Esses distúrbios, por sua vez, impactam ainda mais na saúde do intestino, num ciclo vicioso e prejudicial.
Equilíbrio e diversidade
O primeiro passo para um intestino saudável — e consequentemente para um organismo saudável como um todo — é cuidar da alimentação (7).
Mas não basta ingerir as vitaminas e minerais: é preciso diversificar as fontes de micronutrientes. É como já diziam nossas avós: é preciso comer de tudo.
Vale ficar de olho também em alimentos ricos em probióticos, bactérias benéficas à flora intestinal. Mas como esse tipo de alimento não costuma fazer parte da nossa rotina alimentar — picles, kefir e coalhada são alguns deles —, pode ser feita sua suplementação através de cápsulas (8), (9).
Tudo isso porque também já se provou que quanto mais diversificada a alimentação, mais rica a microbiota.
E quanto mais rica a microbiota, maior a absorção das vitaminas e minerais, em um ciclo — agora sim! — dos mais saudáveis.
Referências bibliográficas
1. Filho RF, Zilberstein B. O óxido nitrico como neurotransmissor no sistema nervoso entérico: fisiopatologia e implicações no íleo adinâmico. Rev Col Bras Cir. 1998; 25 (5): 343- 348.
2. Lake JI, Heuckeroth RO. Enteric nervous system development: migration, differentiation, and disease. Am J Physiol Gastrointest Liver Physiol. 2013; 305(1):G1-G24.
3. Vedovato K, Trevizan AR, Zucoloto CN, Bernardi MDI, Zanoni JN, Martins JVCP. O eixo intestinocérebro e o papel da serotonina. Arq Ciênc Saúde Unipar. 2014; 18(1):33-42.
4. Guarner, F, Malagelada, JR. Gut flora in health and disease.

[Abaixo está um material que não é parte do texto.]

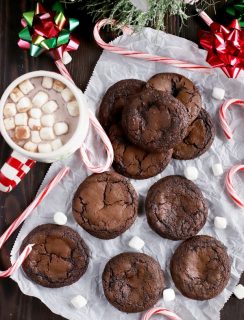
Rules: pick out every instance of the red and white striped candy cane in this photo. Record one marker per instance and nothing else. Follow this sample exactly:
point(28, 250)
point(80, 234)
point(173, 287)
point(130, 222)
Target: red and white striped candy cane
point(28, 211)
point(223, 118)
point(141, 55)
point(229, 185)
point(160, 311)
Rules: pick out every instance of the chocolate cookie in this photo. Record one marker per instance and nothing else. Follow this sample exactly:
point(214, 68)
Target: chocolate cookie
point(155, 121)
point(176, 208)
point(198, 139)
point(200, 267)
point(134, 162)
point(105, 205)
point(115, 99)
point(133, 282)
point(59, 257)
point(181, 88)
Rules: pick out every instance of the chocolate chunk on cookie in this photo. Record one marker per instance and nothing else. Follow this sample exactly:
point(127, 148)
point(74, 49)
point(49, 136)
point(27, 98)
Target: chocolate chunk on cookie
point(105, 205)
point(200, 267)
point(198, 139)
point(115, 99)
point(133, 282)
point(134, 162)
point(59, 257)
point(176, 208)
point(155, 121)
point(181, 88)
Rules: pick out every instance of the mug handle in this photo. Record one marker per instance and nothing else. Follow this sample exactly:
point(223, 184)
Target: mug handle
point(107, 144)
point(14, 170)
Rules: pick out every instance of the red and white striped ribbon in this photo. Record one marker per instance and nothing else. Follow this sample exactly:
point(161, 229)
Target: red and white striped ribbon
point(160, 311)
point(223, 118)
point(229, 185)
point(141, 55)
point(28, 211)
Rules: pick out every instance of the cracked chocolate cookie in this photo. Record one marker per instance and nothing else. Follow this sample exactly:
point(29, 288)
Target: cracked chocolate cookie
point(59, 257)
point(105, 205)
point(155, 121)
point(132, 161)
point(176, 208)
point(115, 99)
point(198, 139)
point(133, 282)
point(200, 267)
point(181, 88)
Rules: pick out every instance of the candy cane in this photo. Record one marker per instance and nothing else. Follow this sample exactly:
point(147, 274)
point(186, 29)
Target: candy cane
point(229, 185)
point(141, 55)
point(222, 115)
point(52, 184)
point(162, 311)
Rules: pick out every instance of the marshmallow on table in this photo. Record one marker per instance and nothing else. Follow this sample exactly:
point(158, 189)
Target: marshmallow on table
point(78, 302)
point(40, 99)
point(73, 108)
point(16, 94)
point(50, 107)
point(191, 173)
point(60, 218)
point(9, 123)
point(220, 222)
point(218, 93)
point(26, 86)
point(47, 82)
point(21, 119)
point(9, 110)
point(61, 128)
point(169, 295)
point(22, 133)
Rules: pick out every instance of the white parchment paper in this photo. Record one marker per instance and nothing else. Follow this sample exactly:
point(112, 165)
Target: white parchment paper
point(110, 69)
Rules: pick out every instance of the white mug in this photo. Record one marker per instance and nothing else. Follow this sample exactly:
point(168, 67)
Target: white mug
point(21, 161)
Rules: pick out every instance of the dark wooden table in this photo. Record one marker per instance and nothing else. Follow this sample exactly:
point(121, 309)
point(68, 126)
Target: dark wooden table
point(14, 62)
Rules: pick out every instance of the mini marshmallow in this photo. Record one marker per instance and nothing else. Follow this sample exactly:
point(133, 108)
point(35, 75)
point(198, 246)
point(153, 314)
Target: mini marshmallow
point(73, 108)
point(22, 133)
point(46, 133)
point(239, 291)
point(35, 113)
point(35, 137)
point(24, 104)
point(60, 218)
point(67, 94)
point(61, 128)
point(26, 86)
point(47, 82)
point(218, 93)
point(78, 302)
point(9, 123)
point(21, 119)
point(58, 85)
point(9, 110)
point(169, 295)
point(217, 169)
point(40, 99)
point(16, 94)
point(191, 173)
point(56, 144)
point(30, 146)
point(136, 243)
point(50, 107)
point(34, 124)
point(44, 148)
point(220, 222)
point(47, 120)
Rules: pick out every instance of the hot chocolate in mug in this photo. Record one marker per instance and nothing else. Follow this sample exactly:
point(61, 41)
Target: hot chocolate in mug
point(21, 160)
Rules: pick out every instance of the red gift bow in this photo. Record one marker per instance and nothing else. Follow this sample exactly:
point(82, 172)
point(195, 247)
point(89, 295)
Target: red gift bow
point(225, 46)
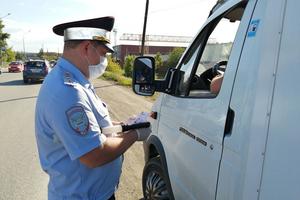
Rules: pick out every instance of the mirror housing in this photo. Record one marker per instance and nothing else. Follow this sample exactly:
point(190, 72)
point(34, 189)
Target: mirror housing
point(143, 78)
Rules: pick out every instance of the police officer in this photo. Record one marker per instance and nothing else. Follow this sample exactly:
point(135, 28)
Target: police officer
point(82, 162)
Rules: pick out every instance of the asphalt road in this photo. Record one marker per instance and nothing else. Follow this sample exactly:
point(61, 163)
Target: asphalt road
point(21, 177)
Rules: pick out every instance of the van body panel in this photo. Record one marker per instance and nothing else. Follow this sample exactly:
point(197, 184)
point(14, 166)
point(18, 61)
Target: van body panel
point(242, 160)
point(280, 179)
point(258, 158)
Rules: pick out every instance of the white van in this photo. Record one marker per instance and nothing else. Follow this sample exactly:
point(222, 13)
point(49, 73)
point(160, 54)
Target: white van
point(244, 142)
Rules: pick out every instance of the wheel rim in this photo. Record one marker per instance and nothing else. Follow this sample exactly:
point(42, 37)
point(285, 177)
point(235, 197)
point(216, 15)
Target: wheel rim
point(155, 187)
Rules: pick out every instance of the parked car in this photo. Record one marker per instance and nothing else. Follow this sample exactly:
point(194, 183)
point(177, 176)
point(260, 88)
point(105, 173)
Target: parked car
point(16, 66)
point(241, 143)
point(35, 70)
point(53, 63)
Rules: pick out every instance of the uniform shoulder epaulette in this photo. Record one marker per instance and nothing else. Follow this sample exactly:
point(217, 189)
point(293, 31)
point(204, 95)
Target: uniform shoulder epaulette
point(68, 79)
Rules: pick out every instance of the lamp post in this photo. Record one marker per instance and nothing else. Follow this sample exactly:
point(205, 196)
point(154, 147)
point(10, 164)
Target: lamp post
point(3, 48)
point(144, 28)
point(24, 44)
point(5, 15)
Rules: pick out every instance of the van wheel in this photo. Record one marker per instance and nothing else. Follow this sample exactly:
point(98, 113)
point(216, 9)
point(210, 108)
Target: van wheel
point(154, 181)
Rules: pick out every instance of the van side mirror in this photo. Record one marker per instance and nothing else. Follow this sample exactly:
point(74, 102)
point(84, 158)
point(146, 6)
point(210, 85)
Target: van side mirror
point(143, 76)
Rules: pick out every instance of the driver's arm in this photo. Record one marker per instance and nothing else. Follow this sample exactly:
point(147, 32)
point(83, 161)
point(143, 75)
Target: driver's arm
point(215, 84)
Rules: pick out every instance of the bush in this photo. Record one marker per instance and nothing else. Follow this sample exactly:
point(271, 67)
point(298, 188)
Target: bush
point(114, 66)
point(128, 65)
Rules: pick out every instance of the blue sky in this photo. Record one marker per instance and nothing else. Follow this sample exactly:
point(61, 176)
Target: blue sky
point(31, 21)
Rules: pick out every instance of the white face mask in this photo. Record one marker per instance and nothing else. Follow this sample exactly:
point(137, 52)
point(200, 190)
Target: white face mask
point(97, 70)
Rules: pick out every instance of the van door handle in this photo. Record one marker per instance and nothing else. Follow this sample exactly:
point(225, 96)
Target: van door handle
point(229, 122)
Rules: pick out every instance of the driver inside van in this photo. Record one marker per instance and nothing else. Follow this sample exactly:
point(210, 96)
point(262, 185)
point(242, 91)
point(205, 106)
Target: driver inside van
point(216, 83)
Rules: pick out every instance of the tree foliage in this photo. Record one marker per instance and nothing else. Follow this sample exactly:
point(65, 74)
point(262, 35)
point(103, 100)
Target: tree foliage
point(6, 53)
point(41, 54)
point(158, 61)
point(114, 66)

Lancet. 2003; 361(9356):512-519.
5. Wang H, Lee IS, Braun C, Enck P. Effect of Probiotics on Central Nervous System Functions in Animals and Humans: A Systematic Review. J Neurogastroenterol Motil. 2016; 22(4): 589-605.
6. PESTKA JJ. Food, diet, and gastrointestinal immune function. Adv Food Nutr Res. 1993; 37: 1-66.
7. Bernaud FS, Rodrigues TC. Fibra alimentar: ingestão adequada e efeitos sobre saúde do metabolismo. Arq Bras Endocrinol Metabol. 2013; 57(6):397-405.
8. International Life Sciences Institute- ILSI Europe. Probióticos, prebióticos e a microbiota intestinal. Bruxelas; 2013.
9. Slavin J. Fiber and prebiotics: mechanisms and health benefits. Nutrients. 2013; 5(4): 1417-35.